With the consequences of medicalized crime including individualization, stigmatization, and a maintenance of racial and economic disparities still in our minds, we may briefly consider the kind of responsibility constructed in a model of financial well-being and its consequences. Here, the “wellness effect” gives employees the skills necessary to manage their own funds—individual workers are responsible. That is, the company is not responsible for raising wages if workers cannot make ends meet, further undermining union work and collective organizing. The “wellness effect” is cast as a public service, good for the “community,” but also, the advertisement suggests it’s good for the company’s bottom-line. As consumers ourselves of a variety of forms of medicalized ideologies, we should think seriously before we “unlock the wellness effect.”

 

[1] Peter Conrad. “Medicalization and Social Control.”  Annual Review of Sociology. 1992, Vol. 18, pp. 211.

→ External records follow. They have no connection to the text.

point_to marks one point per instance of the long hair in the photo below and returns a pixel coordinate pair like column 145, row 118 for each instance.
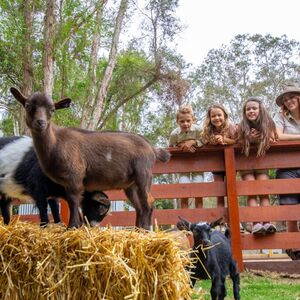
column 209, row 129
column 264, row 124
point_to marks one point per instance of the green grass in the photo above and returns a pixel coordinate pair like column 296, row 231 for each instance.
column 264, row 286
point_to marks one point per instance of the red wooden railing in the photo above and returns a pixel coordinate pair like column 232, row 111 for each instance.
column 230, row 160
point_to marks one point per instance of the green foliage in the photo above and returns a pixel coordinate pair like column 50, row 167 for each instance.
column 7, row 126
column 250, row 65
column 265, row 287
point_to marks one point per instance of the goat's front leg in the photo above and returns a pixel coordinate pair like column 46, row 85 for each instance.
column 73, row 199
column 42, row 204
column 216, row 286
column 5, row 204
column 53, row 203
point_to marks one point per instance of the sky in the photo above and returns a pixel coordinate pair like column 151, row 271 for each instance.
column 211, row 23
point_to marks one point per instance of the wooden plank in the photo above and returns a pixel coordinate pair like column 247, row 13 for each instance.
column 191, row 162
column 279, row 240
column 268, row 187
column 233, row 206
column 286, row 267
column 270, row 213
column 167, row 216
column 273, row 160
column 177, row 190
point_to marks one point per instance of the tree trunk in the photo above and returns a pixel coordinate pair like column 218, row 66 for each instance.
column 27, row 82
column 48, row 49
column 89, row 104
column 102, row 92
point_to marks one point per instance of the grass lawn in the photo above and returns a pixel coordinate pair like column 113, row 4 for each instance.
column 258, row 286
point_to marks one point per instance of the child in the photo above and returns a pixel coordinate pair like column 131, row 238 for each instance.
column 218, row 130
column 187, row 137
column 257, row 127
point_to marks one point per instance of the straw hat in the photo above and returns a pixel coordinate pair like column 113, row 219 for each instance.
column 288, row 89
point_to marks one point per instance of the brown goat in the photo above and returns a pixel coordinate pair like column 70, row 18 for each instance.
column 88, row 160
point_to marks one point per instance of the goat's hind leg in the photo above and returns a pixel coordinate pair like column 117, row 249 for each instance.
column 141, row 205
column 235, row 276
column 74, row 199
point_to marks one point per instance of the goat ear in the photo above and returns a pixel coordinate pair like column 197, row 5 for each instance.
column 183, row 224
column 216, row 223
column 64, row 103
column 18, row 95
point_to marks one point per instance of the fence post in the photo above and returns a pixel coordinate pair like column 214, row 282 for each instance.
column 233, row 206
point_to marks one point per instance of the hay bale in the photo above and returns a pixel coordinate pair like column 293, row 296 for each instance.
column 88, row 263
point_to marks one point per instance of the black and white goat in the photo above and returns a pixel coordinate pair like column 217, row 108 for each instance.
column 212, row 257
column 90, row 160
column 21, row 177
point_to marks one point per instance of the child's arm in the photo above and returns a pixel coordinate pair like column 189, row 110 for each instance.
column 173, row 141
column 188, row 145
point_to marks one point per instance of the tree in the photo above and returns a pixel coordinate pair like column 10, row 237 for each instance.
column 250, row 66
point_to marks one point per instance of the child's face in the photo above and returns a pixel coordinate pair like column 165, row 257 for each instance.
column 291, row 102
column 252, row 110
column 185, row 121
column 217, row 117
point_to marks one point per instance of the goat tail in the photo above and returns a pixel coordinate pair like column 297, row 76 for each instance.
column 162, row 154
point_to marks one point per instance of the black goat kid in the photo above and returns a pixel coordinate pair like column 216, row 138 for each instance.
column 212, row 257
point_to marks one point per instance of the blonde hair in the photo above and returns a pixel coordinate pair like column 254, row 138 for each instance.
column 285, row 111
column 185, row 110
column 264, row 124
column 209, row 129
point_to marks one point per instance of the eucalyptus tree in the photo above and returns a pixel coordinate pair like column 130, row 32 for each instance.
column 250, row 65
column 73, row 48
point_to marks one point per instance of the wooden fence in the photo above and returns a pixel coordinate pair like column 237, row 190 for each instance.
column 230, row 160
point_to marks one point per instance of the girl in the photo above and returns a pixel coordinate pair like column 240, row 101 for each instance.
column 257, row 128
column 218, row 130
column 288, row 128
column 187, row 137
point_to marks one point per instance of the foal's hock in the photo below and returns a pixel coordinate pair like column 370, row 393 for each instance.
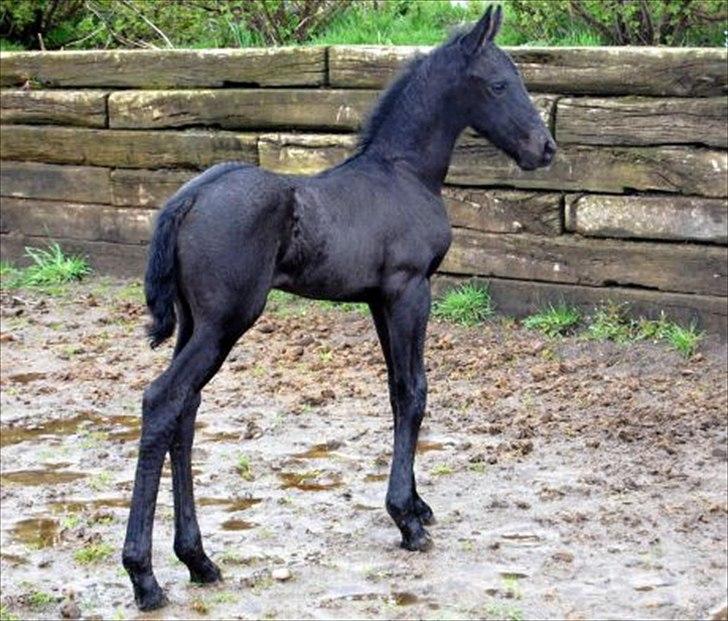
column 372, row 229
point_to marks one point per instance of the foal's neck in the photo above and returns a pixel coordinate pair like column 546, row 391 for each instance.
column 421, row 130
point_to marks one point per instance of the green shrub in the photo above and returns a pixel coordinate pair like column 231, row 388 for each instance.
column 467, row 305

[2] Peter Conrad. “Shifting Engines of Medicalization” Journal of Health and Social Behavior 2005, Vol 46,   pg 4.

[3] Craig Haney, “Demonizing the ‘Enemy:’ The Role of ‘Science” in Declaring the ‘War on Prisoners’” Connecticut Public Interest Law Journal. 9 no. 2 (2009-2010). pp. 185-242.

[4] Nancy A. Heitzig. “’Whiteness,’ Criminality and the Double Standards of Deviance/Social Control” Contemporary Justice Review. 2015, 18:2, pg.  201

[5] Jonathan M. Metzl and Kenneth T. MacLeish, “Mental Illness, Mass Shootings, and the Politics of American Firearms.” American Journal of Public Health. 2015, 105:2. Pp 240-249.

[6] See for instance Frontline’s “The New Asylums.”

[7] See for instance: Renee Montagne, “Inside the Nation’s Largest Mental Institution,” National Public Radio. August 13, 2008.